Bibliophobia broadens, deepens, and disturbs our sense of reading’s risks. For Chihaya, the danger does not lie in the content of books but in her way of relating to them; not in identification with a particular character, but in her vulnerability to the violence of reading itself. At one point, she describes her propensity to depression as a lack of emotional shock absorbers, which reminded me of a passage from Virginia Woolf’s “How Should One Read a Book?”: “Great writers often require us to make heroic efforts in order to read them rightly. They bend us and break us. To go from Jane Austen to Hardy … is to be wrenched and distorted, thrown this way and then that.” Bibliophobia is an intimate account of this bending, breaking, wrenching, and distorting.
From childhood, Chihaya’s relationship to reading is structured by “two imaginary texts”: the book of her own life, which she imagines is predestined to end in suicide, and a book she’s always looking for, “a text that would explain everything to me.” One or both of these texts haunt each of her encounters with books. Her chapter on Anne of Green Gables is a ghost story about the dangerous desire to disappear from the world, whether through reading or suicide. Her chapter on The Bluest Eye—“terrifying, unexpected, essential”—is a horror story about what Chihaya calls a “Life Ruiner”: “the book you can’t ever recover from, that you never stop thinking about, and that makes you desperate to reach that frightening depth of experience with other books.”

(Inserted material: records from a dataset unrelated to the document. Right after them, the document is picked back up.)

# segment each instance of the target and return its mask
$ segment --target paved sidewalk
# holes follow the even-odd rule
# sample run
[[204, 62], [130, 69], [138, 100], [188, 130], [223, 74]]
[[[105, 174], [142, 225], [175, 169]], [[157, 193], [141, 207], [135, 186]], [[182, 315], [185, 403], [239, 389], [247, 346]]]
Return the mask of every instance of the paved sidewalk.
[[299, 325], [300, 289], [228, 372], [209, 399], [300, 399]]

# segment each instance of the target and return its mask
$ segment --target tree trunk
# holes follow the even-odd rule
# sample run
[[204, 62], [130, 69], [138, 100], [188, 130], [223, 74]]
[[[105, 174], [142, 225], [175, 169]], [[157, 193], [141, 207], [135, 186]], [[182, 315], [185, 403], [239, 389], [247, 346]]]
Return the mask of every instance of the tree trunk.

Bibliophobia’s many books and plots are held together firmly by its wry, reflective narrative voice. At one point, Chihaya jokes about being a “legit midcentury lady writer” by virtue of her nervous breakdown, and in fact her style is reminiscent of a mordant yet companionable midcentury Virago Modern Classic. Sarah the character might be struggling, but her story is told in a stylish, self-aware, sometimes hilariously self-ironizing tone.
Ultimately, Bibliophobia is a book of paradoxes. It’s a profoundly satisfying book about the maddening inadequacy of books. A fluidly written story about devastating writer’s block. An anti-narrative narrative with a classically pleasing structure of rising action, crisis point, denouement that would look beautiful sketched on a chalkboard.
It’s fitting that the book’s last scene depicts Chihaya and a friend reading together, “bent over the book companionably, slowly unfolding the meaning.” The scene dramatizes the utter irrepressibility of reading in Chihaya’s life, even after everything, like a lush resurgence of foliage growing on the site of a volcanic explosion. But in contrast to the book’s many scenes of solitary reading as a way to vanish or escape, it’s a scene about the way books can facilitate presence and embodied intimacy with the world beyond their pages. In the words of the dedication, it’s about “the friends who brought me back.”